Exercise 26: Adaptive Guardrails

Bloom's Level: Create

Design and implement an adaptive guardrail system that: - Starts with strict permissions - Tracks the agent's behavior over time - Gradually relaxes permissions for actions the agent has consistently used safely - Tightens permissions if the agent triggers a guardrail - Maintains an audit log of all permission changes

Implement this as a Python class with at least five unit tests.

Exercise 27: Agent Memory Architecture

Bloom's Level: Create

Design and implement a three-tier memory system for a coding agent: - Tier 1: Working memory (current context window) - Tier 2: Session memory (persisted within a task as a JSON file) - Tier 3: Project memory (persisted across tasks as a knowledge base)

Include methods for promoting information from lower tiers to higher tiers (e.g., a key finding during a task gets promoted to the project knowledge base).

Exercise 28: Benchmark Creation

Bloom's Level: Create

Create a benchmark of ten coding tasks for evaluating agent performance. Each task should include: - A natural language description - A starter repository (file structure and contents) - A test suite that the agent's solution must pass - A difficulty rating (easy, medium, hard) - Expected metrics (iterations, tokens, time)

Implement the benchmark runner as a Python script that executes each task, runs the test suite, and reports results.

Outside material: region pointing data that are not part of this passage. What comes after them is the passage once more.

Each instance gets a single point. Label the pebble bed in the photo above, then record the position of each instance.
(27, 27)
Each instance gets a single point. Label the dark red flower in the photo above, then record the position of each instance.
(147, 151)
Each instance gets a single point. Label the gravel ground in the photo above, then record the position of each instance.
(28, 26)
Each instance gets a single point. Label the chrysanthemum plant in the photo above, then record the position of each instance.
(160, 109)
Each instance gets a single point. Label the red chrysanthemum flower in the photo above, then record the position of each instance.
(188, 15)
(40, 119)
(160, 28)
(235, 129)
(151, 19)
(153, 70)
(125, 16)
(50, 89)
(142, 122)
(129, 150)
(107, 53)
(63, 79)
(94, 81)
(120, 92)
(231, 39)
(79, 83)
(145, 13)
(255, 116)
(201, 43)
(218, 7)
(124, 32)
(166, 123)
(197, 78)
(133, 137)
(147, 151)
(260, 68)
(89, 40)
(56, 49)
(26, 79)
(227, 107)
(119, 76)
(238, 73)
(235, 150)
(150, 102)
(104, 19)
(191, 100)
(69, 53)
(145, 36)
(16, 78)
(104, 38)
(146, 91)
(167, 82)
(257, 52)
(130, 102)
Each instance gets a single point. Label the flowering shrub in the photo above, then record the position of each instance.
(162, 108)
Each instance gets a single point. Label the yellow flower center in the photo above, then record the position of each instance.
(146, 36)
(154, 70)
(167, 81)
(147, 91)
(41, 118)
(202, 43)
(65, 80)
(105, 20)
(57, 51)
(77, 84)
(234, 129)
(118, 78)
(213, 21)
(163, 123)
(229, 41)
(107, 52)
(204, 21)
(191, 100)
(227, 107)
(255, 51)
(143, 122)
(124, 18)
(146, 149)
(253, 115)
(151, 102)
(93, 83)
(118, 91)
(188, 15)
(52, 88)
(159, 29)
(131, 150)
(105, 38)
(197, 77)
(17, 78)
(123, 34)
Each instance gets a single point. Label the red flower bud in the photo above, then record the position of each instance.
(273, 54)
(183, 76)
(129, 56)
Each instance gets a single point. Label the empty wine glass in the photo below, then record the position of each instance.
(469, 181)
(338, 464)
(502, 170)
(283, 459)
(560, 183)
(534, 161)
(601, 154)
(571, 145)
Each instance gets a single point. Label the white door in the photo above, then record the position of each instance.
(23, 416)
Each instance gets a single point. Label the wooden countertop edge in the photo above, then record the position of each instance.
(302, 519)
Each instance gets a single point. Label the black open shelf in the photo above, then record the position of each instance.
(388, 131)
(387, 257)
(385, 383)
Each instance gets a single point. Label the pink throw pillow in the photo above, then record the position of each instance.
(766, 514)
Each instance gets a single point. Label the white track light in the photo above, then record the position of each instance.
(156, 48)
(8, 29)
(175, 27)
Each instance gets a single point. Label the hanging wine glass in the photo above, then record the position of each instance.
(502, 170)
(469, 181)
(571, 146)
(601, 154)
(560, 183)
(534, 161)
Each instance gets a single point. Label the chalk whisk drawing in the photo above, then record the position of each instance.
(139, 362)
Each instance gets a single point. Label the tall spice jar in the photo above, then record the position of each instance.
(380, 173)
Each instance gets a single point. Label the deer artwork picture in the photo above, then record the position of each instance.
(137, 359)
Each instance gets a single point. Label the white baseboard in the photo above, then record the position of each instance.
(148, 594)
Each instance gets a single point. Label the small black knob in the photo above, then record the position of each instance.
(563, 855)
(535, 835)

Exercise 29: Research Analysis

Bloom's Level: Evaluate

Read three recent papers or technical blog posts on coding agents (from 2024-2025). For each: - Summarize the key contribution in 100 words - Identify the agent architecture used - Evaluate the strengths and limitations of their approach - Compare their approach with the principles discussed in this chapter

Write a 1000-word comparative analysis.

Exercise 30: Build a Production-Ready Agent Feature

Bloom's Level: Create

Choose one of the following features and implement it as a production-quality Python module with full test coverage:

a) Context Window Manager: Automatically manages the context window by summarizing old messages, tracking token usage, and ensuring the most relevant information is always in context.

b) Agent Debugger: A tool that replays agent traces step-by-step, allows you to inspect the agent's reasoning at each step, and identifies where the agent's reasoning diverged from the optimal path.

c) Agent Cost Optimizer: Analyzes agent traces to identify wasteful patterns (unnecessary file reads, redundant tool calls, overly broad searches) and suggests optimizations.

Include type hints, docstrings, error handling, and at least ten unit tests.